Das Jahr 1945 brachte keineswegs eine endgültige Entscheidung, sondern nur einen Teilsieg der Demokratien mit einer der totalitären Ideologien über die andere; es brachte auch die sich bald als illusionär erweisende Tendenz zur Koexistenz, ja zu einer neuen Form der Appeasementpolitik, bis solche Träume im Kalten Krieg erfroren. Erst das Jahr 1989 leitete die Endphase dieser grundlegenden Auseinandersetzung des 20. Jahrhunderts ein. Doch anders als 1939 bis 1945, anders auch, als es die mehr als zwei Jahrzehnte der ideologischen Konfrontation nahelegen könnten, handelte es sich letztlich nicht mehr um einen Kampf.

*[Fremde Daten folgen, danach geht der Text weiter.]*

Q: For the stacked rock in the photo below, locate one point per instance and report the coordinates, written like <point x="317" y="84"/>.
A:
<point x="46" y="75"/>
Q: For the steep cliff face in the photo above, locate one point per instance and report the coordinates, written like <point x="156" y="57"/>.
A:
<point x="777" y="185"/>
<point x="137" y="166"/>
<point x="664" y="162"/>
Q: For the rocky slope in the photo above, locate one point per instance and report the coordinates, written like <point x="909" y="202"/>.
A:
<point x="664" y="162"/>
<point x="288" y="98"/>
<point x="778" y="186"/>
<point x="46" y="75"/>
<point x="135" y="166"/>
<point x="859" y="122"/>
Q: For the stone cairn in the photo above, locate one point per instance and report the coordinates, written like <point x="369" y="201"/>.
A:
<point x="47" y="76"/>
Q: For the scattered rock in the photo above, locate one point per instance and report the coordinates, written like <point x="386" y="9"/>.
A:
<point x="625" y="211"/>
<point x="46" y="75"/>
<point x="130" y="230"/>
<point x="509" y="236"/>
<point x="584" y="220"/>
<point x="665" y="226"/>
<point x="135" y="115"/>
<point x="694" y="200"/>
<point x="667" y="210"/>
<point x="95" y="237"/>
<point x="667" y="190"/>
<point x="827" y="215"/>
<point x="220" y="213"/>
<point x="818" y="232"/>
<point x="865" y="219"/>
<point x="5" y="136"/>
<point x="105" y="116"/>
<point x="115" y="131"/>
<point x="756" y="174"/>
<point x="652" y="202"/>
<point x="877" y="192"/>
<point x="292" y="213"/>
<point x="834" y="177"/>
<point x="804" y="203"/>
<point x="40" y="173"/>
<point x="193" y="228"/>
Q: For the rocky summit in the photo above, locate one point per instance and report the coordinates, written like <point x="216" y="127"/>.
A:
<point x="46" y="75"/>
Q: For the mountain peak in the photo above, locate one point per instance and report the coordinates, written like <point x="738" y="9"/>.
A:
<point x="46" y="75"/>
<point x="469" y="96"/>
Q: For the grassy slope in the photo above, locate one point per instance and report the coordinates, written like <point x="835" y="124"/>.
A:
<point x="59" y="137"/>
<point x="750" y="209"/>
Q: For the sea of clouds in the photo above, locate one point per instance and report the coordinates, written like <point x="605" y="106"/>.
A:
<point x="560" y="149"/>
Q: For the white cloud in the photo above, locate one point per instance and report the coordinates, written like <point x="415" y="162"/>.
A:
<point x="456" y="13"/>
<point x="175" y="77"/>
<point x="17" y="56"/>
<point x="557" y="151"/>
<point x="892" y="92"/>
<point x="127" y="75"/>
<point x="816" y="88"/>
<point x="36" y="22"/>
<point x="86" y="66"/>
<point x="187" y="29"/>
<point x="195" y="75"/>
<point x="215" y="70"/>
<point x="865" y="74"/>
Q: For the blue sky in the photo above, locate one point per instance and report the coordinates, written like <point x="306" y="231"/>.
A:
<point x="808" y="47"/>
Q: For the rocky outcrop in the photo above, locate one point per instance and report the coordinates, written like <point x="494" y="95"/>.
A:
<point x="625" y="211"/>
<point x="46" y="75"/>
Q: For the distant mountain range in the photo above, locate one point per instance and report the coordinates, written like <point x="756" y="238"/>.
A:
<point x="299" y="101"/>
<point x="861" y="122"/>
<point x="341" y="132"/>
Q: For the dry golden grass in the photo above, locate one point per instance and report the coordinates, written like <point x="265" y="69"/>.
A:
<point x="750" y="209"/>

Vielmehr gingen die kommunistischen Regime -trotz aller materiellen Hilfen, die sie im Interesse der dort lebenden Menschen von den westlichen Industriestaaten erhalten hatten -an ihrer mangelnden ökonomischen Leistungsfähigkeit, an ihrem inneren Widerspruch zwischen postulierter Humanität und realisierter Inhumanität sowie an Altersschwäche zugrunde. Ökonomische Überlegenheit der westlichen Industriestaaten, Festigkeit der NATO in der Nachrüstung, zunehmende Delegitimierung menschenrechtsverachtender Regime durch die KSZE, wachsende Opposition im Inneren, die beispielsweise in den Kirchen Halt fand, wiederauflebende nationale Bewegungen gegen den sowjetischen Spätimperialismus -dies alles waren zweifellos Faktoren, die gemeinsam mit der ständig enttäuschten Reformerwartung zur Destabilisierung kommunistischer Herrschaft beitrugen.
Die Niederlage des Kommunismus machte im übrigen auch die Bewegung des Jahres 1968, sofern sie marxistisch war, endgültig zur Vergangenheit, da sie nun zum bekämpften, vermeintlich bloß „formaldemokratischen“ und „spätkapitalistischen“ System keine Alternative mehr darstellte: In Kuba verwelkt derzeit der letzte spät-marxistische Blütentraum, in China ist er längst entzaubert, in Korea -einst wesentlicher Anstoß zur Verstärkung der westlichen Verteidigungsbereitschaft -läßt sich der kommunistische Personenkult offenbar immer schwerer vererben und muß paradoxerweise im Verborgenen zelebriert werden.
Dieser rasante historische Wandel, der in deutlichem Kontrast steht zur scheinbaren Stabilität und jahrzehntelangen Stagnation der bipolaren Welt, wie sie sich 1945 herausgebildet hatte, bringt zwangsläufig einen Zuwachs an historischer Erfahrung, der die Wirkungsgeschichte des 8. Mai 1945sehr viel komplexer erscheinen läßt als bis zum Jahre 1989. Hieraus ergeben sich -jenseits der für den Historiker normalen Auswertung bis dahin nicht genutzter oder unbekannter Quellenbestände, die beispielsweise in bezug auf die Geschichte der DDR und der sowjetischen Deutschlandpolitik erst in den Anfängen steht -neue Fragen und neue Beurteilungsmaßstäbe. Die Wahrheit von Goethes Diktum, jede Generation schreibe ihre Geschichte neu, erweist sich heute einmal mehr.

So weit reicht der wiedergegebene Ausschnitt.